Percebe-se, também, que nas empresas que se baseiam na inteligência emocional, equilibra-se a emoção e a razão e, por conta disso, considera-se que os melhores resultados ocorrerão se a empresa animar e motivar o seu pessoal. Em outras palavras, os sentimentos e habilidades humanas são alavancas para o bom funcionamento das empresas e, por esse motivo, a inteligência emocional passou a ser tão importante como a carreira, um MBA ou a própria vivência profissional – já não se julga o candidato apenas por sua experiência e inteligência, valorizando-se, além disso, a forma como se relaciona e como controla as suas emoções.


Daniel Goleman, em A Inteligência Emocional, insinua que ninguém precisa ser um gênio para alcançar êxito na carreira, haja vista que existem outras faculdades que nos habilitam para isso e que podem ser aprendidas ao longo da vida, como:


Faculdades sociais - Empatia: pôr-se no lugar do outro, escutar, ajudar o desenvolvimento dos demais, sensibilidade;

- Habilidades sociais: persuasão, influência, comunicação, liderança, gestão de conflitos, trabalho em equipe.

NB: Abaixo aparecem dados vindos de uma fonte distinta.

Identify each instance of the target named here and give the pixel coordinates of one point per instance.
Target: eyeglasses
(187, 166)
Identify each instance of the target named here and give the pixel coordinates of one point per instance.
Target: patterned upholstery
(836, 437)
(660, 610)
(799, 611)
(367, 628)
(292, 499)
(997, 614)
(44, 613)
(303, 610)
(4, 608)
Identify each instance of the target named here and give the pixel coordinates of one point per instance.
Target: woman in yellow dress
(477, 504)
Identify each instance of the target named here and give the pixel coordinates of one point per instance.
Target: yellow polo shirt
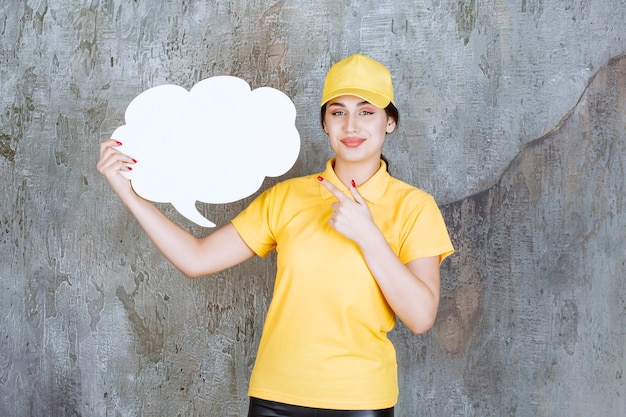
(324, 341)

Faculdades pessoais - Consciência de si mesmo: avaliação das emoções, aceitação de responsabilidades, conhecimento de pontos fortes e fracos, segurança quanto ao próprio valor pessoal;

- Autodominio: domínio de sentimentos e impulsos que podem dificultar o que se está fazendo, capacidade de adaptação, inovação;
- Empenho: motivação ao êxito, dedicação, otimismo.


A dica, portanto, é utilizar de maneira competente os sentimentos e habilidades sociais e pessoais para melhorar a inteligência emocional, sendo que, para isso, o indivíduo deve avaliar-se previamente e saber quais são as próprias habilidades para, então, reforçá-las. 


Se as ferramentas adequadas forem conseguidas, também será possível dominar as habilidades exigidas pelo mundo de trabalho. E lembre-se: para atingir o sucesso, não é necessário sobressair-se em todas as atitudes citadas, mas apenas ser forte o bastante em algumas delas.